Parser::doBlockLevels performs poorly under HHVM
Closed, ResolvedPublic

Description

Parser::doBlockLevels() constructs regular expressions with unique strip markers. Each regular expression pattern is turned into a StaticString, which HHVM uses as a lookup key for the cached PCRE table. Since patterns with strip markers are unique by design, they are cache misses, and they get compiled and cached.

The results are:

  • The PCRE table fills up with garbage (patterns that are identical save for the strip markers).
  • Memory bloats with pattern StaticStrings.

Version: unspecified
Severity: normal

Details

Reference
bz72205

Event Timeline

bzimport raised the priority of this task from to High.Nov 22 2014, 3:47 AM
bzimport added a project: MediaWiki-Parser.
bzimport set Reference to bz72205.
ori created this task.Oct 18 2014, 12:53 AM

Change 167411 had a related patch set uploaded by Ori.livneh:
Use a fixed regex for StripState

https://gerrit.wikimedia.org/r/167411

Change 167411 merged by jenkins-bot:
Use a fixed regex for StripState

https://gerrit.wikimedia.org/r/167411

Change 167530 had a related patch set uploaded by Ori.livneh:
Re-use marker strings across requests

https://gerrit.wikimedia.org/r/167530

(In reply to Gerrit Notification Bot from comment #2)

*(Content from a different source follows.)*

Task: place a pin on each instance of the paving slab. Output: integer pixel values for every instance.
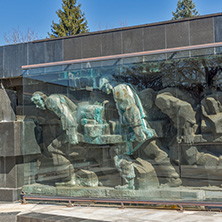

Change 167411 merged by jenkins-bot:
Use a fixed regex for StripState
https://gerrit.wikimedia.org/r/167411

This patch was reverted in change Ic193abcff8c72b0c8b.

hashar set Security to None.
tstarling closed this task as Resolved.Mar 9 2015, 3:59 AM

This was fixed by implementing an LRU cache for compiled PCRE patterns in HHVM.